The problem is entirely triganometric- you could have such a slight backlash and deflection that at the end of the telescope it's barely detectable, but several bizillion miles away, that angle's change is incredible...

...not to mention that no matter how 'tightly' fitted your mechanical support and motion equipment IS... you're still sitting on a techtonic plate on a spinning ball, and trying to catch 4.3 terahertz waves as they're being 'bent' by atmosphere which is changing WHILE your spinning ball is 'revising' your angle on that path.

Perhaps you'd be better to set it on a multi-ton slab of polished granite, rotating on a bearing pin and plate with air-bearings, teh granite surrounded by four huge pontoons floating in a bath of mercury, with the whole works carrying gyroscopic stabilizers... and I STILL don't know how you'd control it's position with the sky...

But it's a good question...
 
1) You probably don't care about accuracy, just resolution.
2) For long distances (1000mm?), plan on everything acting as if it were made of rubber. Things will sag by 5um (or more) easily.
3) Really nice idea on previously mentioned; use the encoder value every so often, and use motor/gear resolution to move small bits. Sky land marks sound even better, since that is what you really are indexing to.

Hi Greif,

#1 Both are vital for tracking although resolution is the primary information - if the accuracy error is not overly erratic it doesn't have "time" to show up in a 10min picture. What I can do without is repeatability - it's not really interesting for an application like this given that is less than, say x10 resolution.

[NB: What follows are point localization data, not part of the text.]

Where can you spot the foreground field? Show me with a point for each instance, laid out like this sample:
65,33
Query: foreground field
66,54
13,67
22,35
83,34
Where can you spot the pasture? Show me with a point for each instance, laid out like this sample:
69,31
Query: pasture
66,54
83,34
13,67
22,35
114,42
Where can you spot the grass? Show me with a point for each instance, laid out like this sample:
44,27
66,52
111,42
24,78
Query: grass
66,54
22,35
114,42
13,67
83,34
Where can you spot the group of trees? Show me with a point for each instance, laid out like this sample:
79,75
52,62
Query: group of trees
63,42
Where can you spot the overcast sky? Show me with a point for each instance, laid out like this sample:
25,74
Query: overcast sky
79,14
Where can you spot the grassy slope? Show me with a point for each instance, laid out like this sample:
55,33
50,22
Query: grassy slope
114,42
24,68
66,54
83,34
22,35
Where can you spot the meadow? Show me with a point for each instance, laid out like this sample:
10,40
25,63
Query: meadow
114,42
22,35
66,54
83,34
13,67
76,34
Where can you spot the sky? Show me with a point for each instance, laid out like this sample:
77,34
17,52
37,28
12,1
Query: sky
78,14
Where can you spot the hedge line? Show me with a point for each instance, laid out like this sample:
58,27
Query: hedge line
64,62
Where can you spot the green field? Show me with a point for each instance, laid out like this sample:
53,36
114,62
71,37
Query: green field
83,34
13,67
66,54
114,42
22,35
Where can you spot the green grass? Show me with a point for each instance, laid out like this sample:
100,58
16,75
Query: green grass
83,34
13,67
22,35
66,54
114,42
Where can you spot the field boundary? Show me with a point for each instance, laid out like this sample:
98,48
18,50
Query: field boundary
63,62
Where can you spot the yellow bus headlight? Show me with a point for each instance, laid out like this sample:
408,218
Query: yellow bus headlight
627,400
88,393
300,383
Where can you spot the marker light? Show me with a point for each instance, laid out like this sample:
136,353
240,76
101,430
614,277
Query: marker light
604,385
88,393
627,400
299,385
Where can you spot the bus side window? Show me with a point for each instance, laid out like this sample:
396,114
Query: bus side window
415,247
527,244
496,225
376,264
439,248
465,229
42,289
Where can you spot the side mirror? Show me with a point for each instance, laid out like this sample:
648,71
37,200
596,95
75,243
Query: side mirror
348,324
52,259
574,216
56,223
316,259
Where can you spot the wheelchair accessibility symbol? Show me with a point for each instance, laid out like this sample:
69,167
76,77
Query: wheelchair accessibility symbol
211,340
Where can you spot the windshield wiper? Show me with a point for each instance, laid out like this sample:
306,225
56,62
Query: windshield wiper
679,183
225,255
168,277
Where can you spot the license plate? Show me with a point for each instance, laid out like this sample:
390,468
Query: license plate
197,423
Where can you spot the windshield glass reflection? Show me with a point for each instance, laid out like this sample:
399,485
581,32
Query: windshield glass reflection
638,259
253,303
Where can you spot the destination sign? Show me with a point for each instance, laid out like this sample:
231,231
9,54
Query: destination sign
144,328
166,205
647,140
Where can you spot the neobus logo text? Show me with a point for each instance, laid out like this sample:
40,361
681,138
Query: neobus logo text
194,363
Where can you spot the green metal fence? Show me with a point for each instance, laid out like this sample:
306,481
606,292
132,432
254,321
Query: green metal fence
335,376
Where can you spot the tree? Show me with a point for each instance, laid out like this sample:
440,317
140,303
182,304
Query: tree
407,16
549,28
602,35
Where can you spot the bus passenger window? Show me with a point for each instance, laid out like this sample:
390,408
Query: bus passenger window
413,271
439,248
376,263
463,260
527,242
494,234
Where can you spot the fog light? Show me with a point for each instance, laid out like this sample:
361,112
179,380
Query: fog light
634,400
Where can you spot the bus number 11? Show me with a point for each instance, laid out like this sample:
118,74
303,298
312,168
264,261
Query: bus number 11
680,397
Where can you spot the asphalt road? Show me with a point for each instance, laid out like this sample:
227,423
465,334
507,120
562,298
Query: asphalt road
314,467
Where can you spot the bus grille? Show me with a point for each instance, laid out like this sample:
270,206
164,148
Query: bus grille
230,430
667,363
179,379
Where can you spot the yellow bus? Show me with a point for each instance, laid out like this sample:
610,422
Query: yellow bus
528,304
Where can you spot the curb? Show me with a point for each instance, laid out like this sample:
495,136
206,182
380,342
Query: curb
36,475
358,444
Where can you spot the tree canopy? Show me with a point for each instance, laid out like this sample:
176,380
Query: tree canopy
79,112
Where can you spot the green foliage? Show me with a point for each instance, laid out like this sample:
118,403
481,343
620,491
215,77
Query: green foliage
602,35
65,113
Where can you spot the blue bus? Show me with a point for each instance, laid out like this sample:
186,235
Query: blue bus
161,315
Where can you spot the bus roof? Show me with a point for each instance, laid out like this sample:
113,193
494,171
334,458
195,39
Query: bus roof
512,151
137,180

#2 the Altitude axis for example just needs 90degree to be encoded. So 1000mm tape is enough. I like your mindset of thinking like it's rubber to solve problems upfront. For this project I ran FEA - modal and deformation analysis

#3 Regretfully it won't work - there's way too much backlash and other errors in an 8000:1 drivetrain to trust the motor encoders. True direct axis position is the only way to go. That's how all the pro and semi-pro telescope are controlled
 
Myself and some fellow astronomy club members are building a 0.8m telescope for an observatory.
For tracking accuracy encoders are key to detect the position of the telescope mount - you can think of that as a 2-axis machine.

Now the accuracy to take nice pics of the sky -and to do some science with that- translates into a linear accuracy of an incremental encoder of 0.3micron or better.

There are 2 main round surfaces that rotate with the axis and they are/will be ground to -hopefully- less than 0.01mm run-out.

The idea is to attach linear scales to these rotating surfaces and utilize an encoder.
The challenge is to do that on a budget i.e. buying used components.

I'm not picturing the mechanical setup here. Is this telescope an Equatorial or an Alt-Az mount? What angular accuracy is needed? How good is the astronomical seeing at the telescope location?

If it's one arc second (which is very very good for looking through the atmosphere - think mountaintops), the rotary encoder would need to be at least 20 bits. Such things exist, but are not cheap. One can gear-drive the rotary encoder so it can turn multiple times per full circle (360 degrees), allowing a coarser encoder to suffice. But then one must design a backlash-free mechanical system. Again, this can be done, but ... You get the point.

As for using linear scales over a limited angular range, that too can work, but most likely you will need some mechanical gearing to make this work, and rotary encoders may well be simpler and cheaper to use.

So, let's start with a mechanical sketch of the proposed telescope and its pedestal system. Plus some idea of jusat how accurate the angle measurements must be, and how this will be aligned or calibrated against Down and True North.
 
Astronomical? If so, have you considered trying to use your telescope image with "star tracker" software to derive the inertial-space orientation of the telescope?

I'm far from an expert on this subject, but if I remember right, the Jena "Astro 15" startracker used for spacecraft navigation uses a 50mm focal length objective lens and a square- grid photo sensor to determine pointing within an a second in two perpendicular directions, and rotation around the pointing direction within 10 arcseconds.